Ritme van het Zwaanshals
Teahouse Al-Hoceima, Zwaanshals 394
Zwaanshals 394/ Rotterdam
Process-oriented artistic interventions
2002 - 2006
Teahouse Al-Hoceima was a project Daniela Swarowsky started in April 2002, as part of her commission by the Zwaanshalsfestival, part of Weekenden van Noord. Al-Hoceima was a traditional Moroccan teahouse in the Old North district of Rotterdam only visited by Moroccan men. During that time, she went to Zwaanshals on a daily basis for her research but had no office on the street and was missing a suitable meeting place: a place to sit, drink coffee, think and write. As an experiment, she decided to make Al-Hoceima into her meeting place. Undertaking a friendly invasion into a previously male-only territory, she confronted herself -as well as the customers- with her presence in the teahouse. To her surprise, she was very well received. After many talks marking the beginning of a dialogue that would continue for four years, she offered to help improving the teahouse's interior. She commissioned Ona Jaruseviciute to produce a huge, colorful wall painting consisting of a mix of symbols from different countries of the Muslim world. It was hung prominently on the entire length of one wall.
It also struck her that although a great portion of Zwaanshals' population is Moroccan, there were no Moroccan restaurants or fast food shops in the whole area. Daniela Swarowsky considers food a first and important step to overcome cultural barriers. Therefore, she initiated together with the owners a series of couscous dinners and music events at Al-Hoceima. She invited friends and acquaintances to join, asked the local Moroccan and Turkish music stores to lend them their 'best of' selections and asked different musicians and artists to play live. The two 'Nights @ Al Hoceima' were a big success. This kind of sharing and celebrating between people from different ethnic and social backgrounds who usually seem to live on different islands had an almost cathartic effect on the participants. The joyful eating, dancing and making music together broke the walls of distrust and ignorance. For a short moment in time, a small imaginary bridge seemed possible.

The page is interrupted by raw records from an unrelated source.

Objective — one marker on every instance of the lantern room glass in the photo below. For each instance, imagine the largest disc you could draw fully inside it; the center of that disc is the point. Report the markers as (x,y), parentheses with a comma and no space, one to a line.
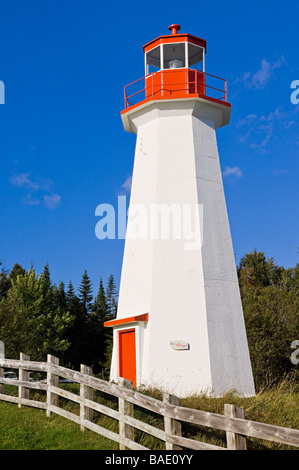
(173,56)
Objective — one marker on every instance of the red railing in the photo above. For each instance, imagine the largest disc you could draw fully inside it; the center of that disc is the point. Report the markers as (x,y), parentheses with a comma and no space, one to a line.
(198,85)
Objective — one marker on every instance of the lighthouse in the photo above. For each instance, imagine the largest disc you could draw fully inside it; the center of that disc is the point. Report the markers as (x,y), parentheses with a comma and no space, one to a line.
(179,326)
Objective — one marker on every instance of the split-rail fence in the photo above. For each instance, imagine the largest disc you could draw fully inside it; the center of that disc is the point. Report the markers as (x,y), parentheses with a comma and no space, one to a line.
(232,422)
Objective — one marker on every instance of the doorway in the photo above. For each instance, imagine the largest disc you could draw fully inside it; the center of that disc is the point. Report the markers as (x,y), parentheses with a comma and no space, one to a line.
(127,355)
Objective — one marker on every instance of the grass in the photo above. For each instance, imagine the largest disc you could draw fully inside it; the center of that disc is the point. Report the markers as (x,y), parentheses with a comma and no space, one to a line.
(30,429)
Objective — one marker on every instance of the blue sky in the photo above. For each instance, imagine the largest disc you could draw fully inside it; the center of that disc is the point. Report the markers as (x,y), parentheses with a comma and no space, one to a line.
(63,148)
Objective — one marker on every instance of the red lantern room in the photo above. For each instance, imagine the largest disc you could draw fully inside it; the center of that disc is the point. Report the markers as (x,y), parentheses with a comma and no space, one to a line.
(175,69)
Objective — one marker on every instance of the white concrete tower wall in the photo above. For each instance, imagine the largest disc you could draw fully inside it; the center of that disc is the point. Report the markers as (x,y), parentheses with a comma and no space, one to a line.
(191,295)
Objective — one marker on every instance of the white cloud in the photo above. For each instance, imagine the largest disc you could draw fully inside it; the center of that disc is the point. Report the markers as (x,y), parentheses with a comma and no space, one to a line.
(52,201)
(259,79)
(234,171)
(257,131)
(41,187)
(30,201)
(22,180)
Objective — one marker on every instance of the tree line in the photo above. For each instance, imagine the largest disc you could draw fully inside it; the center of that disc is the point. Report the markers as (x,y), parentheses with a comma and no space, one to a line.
(37,317)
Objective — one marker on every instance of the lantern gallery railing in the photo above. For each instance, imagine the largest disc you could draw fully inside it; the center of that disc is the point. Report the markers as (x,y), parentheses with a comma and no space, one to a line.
(176,84)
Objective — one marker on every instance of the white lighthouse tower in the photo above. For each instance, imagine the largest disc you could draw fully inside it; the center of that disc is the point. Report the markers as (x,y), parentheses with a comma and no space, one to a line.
(179,325)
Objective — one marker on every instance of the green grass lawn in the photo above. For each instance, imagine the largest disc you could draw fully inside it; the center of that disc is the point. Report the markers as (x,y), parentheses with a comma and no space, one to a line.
(30,429)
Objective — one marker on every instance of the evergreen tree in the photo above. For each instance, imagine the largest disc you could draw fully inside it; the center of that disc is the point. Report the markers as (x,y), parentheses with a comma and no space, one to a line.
(4,282)
(85,293)
(29,323)
(77,334)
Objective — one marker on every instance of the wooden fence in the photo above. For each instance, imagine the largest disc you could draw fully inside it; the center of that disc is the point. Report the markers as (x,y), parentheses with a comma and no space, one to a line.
(232,422)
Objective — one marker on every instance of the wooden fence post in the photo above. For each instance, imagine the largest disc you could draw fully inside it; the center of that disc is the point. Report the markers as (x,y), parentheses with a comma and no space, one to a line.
(125,408)
(2,356)
(52,379)
(234,441)
(85,392)
(171,426)
(24,375)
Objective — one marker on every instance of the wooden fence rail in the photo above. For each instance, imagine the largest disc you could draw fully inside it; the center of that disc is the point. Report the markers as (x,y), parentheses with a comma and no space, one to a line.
(232,422)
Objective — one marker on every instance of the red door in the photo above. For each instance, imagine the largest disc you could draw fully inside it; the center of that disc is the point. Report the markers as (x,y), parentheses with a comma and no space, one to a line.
(127,355)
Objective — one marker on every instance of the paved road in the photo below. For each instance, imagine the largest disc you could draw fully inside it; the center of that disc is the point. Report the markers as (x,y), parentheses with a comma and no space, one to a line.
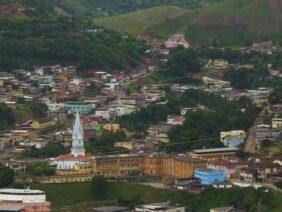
(250,145)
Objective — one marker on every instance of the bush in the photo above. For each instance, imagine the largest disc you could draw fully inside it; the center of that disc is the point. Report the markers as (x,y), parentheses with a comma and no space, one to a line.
(100,186)
(6,176)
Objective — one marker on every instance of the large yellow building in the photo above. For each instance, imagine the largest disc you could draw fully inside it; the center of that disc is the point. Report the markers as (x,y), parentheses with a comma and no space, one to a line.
(149,165)
(118,165)
(213,154)
(177,167)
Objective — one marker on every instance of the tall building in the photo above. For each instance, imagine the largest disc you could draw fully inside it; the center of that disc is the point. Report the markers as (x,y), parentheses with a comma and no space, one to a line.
(77,157)
(77,148)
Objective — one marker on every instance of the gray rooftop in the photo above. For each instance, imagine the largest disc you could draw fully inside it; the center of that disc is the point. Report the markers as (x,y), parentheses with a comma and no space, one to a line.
(111,209)
(11,207)
(216,150)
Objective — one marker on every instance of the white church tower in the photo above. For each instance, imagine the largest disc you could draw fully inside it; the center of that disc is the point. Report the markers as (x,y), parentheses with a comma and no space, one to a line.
(77,148)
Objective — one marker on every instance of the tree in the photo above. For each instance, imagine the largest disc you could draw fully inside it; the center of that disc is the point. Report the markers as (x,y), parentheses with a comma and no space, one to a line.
(279,184)
(6,176)
(38,109)
(7,118)
(100,186)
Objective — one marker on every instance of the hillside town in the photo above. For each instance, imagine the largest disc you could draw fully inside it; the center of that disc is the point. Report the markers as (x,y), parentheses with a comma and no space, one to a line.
(61,111)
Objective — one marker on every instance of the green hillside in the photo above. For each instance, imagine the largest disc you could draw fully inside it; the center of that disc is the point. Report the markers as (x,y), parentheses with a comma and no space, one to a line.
(80,197)
(90,9)
(138,22)
(231,22)
(35,33)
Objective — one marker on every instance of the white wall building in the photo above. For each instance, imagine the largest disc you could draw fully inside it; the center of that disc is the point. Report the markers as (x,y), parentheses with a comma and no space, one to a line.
(22,195)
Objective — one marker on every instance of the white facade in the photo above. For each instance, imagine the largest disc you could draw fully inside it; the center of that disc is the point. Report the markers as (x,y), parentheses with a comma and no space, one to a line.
(104,113)
(161,207)
(77,148)
(22,195)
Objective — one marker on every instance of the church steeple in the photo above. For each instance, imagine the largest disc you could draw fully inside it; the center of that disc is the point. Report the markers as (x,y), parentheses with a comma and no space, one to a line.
(77,138)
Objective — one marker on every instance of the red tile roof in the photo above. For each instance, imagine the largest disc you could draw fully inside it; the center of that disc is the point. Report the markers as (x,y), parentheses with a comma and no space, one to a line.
(70,156)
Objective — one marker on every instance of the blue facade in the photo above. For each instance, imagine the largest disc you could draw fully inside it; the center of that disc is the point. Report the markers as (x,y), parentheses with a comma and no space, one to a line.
(208,176)
(233,141)
(80,107)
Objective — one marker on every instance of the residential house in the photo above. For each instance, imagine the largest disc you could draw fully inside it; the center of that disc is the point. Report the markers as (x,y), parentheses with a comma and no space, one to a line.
(230,166)
(233,138)
(175,120)
(161,207)
(213,154)
(276,123)
(176,40)
(209,176)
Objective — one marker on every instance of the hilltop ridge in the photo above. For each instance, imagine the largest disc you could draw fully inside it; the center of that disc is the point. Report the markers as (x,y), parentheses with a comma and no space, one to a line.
(229,22)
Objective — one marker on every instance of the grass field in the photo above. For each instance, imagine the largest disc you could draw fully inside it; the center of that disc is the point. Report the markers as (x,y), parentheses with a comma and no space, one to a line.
(79,196)
(137,22)
(75,196)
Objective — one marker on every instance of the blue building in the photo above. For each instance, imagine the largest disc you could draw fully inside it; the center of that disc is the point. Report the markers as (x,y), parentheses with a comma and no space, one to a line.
(80,107)
(208,176)
(233,141)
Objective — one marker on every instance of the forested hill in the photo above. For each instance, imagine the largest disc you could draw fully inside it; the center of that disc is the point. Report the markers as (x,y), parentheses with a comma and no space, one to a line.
(38,33)
(228,22)
(102,8)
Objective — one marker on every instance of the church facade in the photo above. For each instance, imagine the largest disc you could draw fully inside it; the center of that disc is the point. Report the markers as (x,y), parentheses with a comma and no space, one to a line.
(77,157)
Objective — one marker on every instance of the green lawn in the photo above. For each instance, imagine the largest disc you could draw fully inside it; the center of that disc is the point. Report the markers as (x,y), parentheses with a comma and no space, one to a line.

After only two of these events, the 'Nights @ Al Hoceima' quickly became very popular with a mostly art-related crowd, ever hungry for the new. They outnumbered the local migrants who normally frequented Al-Hoceima. The Moroccans became outsiders in their own place, all seats reserved by the artist-invaders. That's when Daniela Swarowsky became very aware of the 'exoticism' of this event and her role: paternalizing researcher or interventionist? Finding no quick solution in how to counter-balance this development, the main effort became to help Al-Hoceima to attract a diverse mix of customers and to get away from their Moroccan-only island.